— Андрей, ты — русский поэт. Сложно ли быть русским поэтом на Украине в эпоху тотальной украинизации?
— Давай сразу сбавим пафос и вспомним отрезвляющую формулировку Чичибабина: «Что я никто — и даже не поэт». Это, независимо от места пребывания, нормальная самоидентификация для человека, пишущего стихи…
Начнем с того, что на Украине вообще — сложно быть. Надо определиться, что мы подразумеваем под «эпохой тотальной украинизации»? Ты же помнишь, что вытеснение русского языка из сферы образования происходило еще в 90-е годы. И какие стада Мовчанов [поэт Павло Мовчан — К.К.] и «Просвит» кормились на этом.
Я работал в школе в середине 90-х, когда устранили предмет «русская литература». Русскую классику еще не полностью убрали из школьной программы, но делали ее обзорной частью курса «зарубежной литературы». Тогда же сокращались и часы русского языка. «Просвита» присылала в школы своих проверяющих, надзиравших за правильными темпами украинизации. Приходил пожилой полудурок, от которого несло патриотическим перегаром, и третировал учительницу биологии: почему наглядные пособия в кабинете подписаны по-русски; почему «цапля», а не «чапля»? Учительница отвечала ему: «Потому что она стала чучелом, ещё когда была цаплей».
Сейчас-то уже никаких сложностей нет. Всё сложное — давно позади. Языковыми вопросами теперь заправляют простейшие организмы. Сегодняшнее торжество энтропии было предопределено в девяностые и нулевые.
Кстати, почему в те годы Украине удалось пропетлять мимо гражданской войны? Может, потому что процент людей, воспитанных на «Капитанской дочке», был побольше, чем в десятые годы? Или потому что еще имела какой-то вес правда стариков? А сегодня и украинским властителям дум, и пещерным идеологам гораздо легче это делать: «Присевших на школьной скамейке учить щебетать палачей» (по Мандельштаму).

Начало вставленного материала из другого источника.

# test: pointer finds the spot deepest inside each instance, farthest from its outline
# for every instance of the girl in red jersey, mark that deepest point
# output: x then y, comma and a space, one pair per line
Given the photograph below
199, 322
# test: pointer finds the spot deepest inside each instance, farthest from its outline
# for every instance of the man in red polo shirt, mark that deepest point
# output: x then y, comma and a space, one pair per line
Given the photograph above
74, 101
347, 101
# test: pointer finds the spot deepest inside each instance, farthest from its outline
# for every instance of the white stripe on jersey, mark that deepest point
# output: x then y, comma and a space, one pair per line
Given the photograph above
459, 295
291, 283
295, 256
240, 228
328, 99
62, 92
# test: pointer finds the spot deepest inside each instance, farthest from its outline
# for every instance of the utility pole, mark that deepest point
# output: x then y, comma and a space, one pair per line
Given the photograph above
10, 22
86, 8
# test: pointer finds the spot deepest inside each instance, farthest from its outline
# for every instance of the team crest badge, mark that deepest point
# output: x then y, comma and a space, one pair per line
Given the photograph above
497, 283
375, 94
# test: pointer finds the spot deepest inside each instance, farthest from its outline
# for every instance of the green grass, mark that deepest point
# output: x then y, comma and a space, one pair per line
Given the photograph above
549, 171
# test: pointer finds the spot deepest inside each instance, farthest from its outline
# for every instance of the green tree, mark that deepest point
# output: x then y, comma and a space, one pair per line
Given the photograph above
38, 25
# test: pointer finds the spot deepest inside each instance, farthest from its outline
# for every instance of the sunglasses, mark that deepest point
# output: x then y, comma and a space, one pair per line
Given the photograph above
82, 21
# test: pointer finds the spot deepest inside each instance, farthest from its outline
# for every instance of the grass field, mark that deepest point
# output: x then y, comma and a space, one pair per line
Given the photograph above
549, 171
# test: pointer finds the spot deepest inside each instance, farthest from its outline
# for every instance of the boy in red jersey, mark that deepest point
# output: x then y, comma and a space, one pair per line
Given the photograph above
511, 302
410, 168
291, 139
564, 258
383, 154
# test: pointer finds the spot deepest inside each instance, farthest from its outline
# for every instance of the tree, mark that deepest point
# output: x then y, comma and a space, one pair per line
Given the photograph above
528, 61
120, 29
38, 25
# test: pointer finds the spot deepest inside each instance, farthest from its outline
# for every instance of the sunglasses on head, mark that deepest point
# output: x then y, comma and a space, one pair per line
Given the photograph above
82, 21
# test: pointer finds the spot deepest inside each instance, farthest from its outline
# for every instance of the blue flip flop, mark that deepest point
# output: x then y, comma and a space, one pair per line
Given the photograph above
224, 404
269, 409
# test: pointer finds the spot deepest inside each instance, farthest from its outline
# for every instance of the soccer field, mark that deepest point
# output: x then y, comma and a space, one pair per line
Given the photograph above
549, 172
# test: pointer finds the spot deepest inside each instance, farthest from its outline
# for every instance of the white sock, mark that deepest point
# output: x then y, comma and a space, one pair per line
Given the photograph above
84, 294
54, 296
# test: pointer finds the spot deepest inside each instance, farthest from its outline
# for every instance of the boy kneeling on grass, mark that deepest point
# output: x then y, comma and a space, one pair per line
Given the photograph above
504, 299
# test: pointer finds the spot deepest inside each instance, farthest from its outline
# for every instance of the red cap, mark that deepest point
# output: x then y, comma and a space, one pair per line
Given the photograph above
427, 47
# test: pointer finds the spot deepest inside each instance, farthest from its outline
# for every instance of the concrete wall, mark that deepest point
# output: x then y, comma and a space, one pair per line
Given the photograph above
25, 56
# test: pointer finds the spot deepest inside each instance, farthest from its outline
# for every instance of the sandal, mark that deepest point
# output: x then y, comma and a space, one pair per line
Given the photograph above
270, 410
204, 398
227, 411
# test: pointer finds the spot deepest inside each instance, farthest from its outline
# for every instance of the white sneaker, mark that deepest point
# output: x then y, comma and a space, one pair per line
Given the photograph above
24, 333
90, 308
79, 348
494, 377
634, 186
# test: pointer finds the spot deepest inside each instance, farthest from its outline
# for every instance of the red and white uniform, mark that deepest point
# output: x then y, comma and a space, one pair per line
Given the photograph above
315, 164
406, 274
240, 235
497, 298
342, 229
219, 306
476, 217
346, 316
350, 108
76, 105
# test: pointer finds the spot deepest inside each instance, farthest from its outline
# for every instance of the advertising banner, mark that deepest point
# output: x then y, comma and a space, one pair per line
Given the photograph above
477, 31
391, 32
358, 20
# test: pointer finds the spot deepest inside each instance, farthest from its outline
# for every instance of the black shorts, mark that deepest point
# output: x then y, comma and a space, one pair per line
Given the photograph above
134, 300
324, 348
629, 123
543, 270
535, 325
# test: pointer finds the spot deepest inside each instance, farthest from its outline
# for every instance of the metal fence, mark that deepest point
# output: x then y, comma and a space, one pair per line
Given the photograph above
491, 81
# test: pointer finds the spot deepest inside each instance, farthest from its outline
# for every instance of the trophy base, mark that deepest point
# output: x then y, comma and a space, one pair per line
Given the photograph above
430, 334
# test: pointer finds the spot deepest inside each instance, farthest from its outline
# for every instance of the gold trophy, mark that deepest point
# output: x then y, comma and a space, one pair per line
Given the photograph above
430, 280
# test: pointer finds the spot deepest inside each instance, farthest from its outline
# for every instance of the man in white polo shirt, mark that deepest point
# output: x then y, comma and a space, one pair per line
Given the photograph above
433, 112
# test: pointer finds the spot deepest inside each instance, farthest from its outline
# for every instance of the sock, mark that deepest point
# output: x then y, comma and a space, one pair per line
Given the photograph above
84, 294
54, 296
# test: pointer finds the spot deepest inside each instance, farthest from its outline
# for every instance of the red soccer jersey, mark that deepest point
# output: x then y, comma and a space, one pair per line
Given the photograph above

— Почему, на твой взгляд, это стало возможным?
— Когда украинские совписы «в пыльных шлемах» начинали этот свой «крестовый поход» против русской культуры, выглядело всё карикатурно. Это были писатели, обласканные советской властью. Либо персонажи чуть поизощреннее, такие литературные альфонсы, всегда умевшие пристраиваться у кормушки. И казалось, что нормальные украинские писатели, более сдержанные или менее склонные к конформизму, чем эти комиссары украинизации, относятся к новоиспеченным функционерам без особых симпатий, с брезгливостью. Но, как правило, и они всю эту тотальную украинизацию тихо одобряли — просто как-то еще держали себя в рамках приличий, общаясь с русскими литераторами.
Это мы говорим о тех моделях поведения, которые укладываются в определенную логику украинских культурных деятелей: здесь наша поляна, мы ее пасём, а хотелось бы еще расширить ее за счет вас…
— А в принципе, существует ли ещё русская культурная среда как круг людей, связанных общим языком, литературным процессом, принадлежностью к единой цивилизации?
— Я не знаю, что ответить. Есть устоявшиеся личные ощущения. Но обобщения могут быть неверными… Мне кажется, чем активнее в этой украинской ситуации русский писатель вовлечен в литпроцесс, тем чаще закрывает глаза на какие-то уже непоправимые вещи. Наверное, я завидую людям, которые могут позволить себе продолжение литературного общения (скрепя сердце или как ни в чем не бывало) там, где для меня оно было бы немыслимым. Для них это такой клей «Момент», которым можно что-то склеить.
Кому-то литературный процесс заполняет первый план, позволяет не всматриваться в задний план, где происходят какие-то трагедии. То есть кто-то воспринимает эти наши цивилизационные разломы как временное неудобство, как ремонт теплосетей: канаву засыпать — и всё. А вот когда мовные законы приблизились вплотную, коснулись этих людей непосредственно, — вдруг стало пригорать. Бывает.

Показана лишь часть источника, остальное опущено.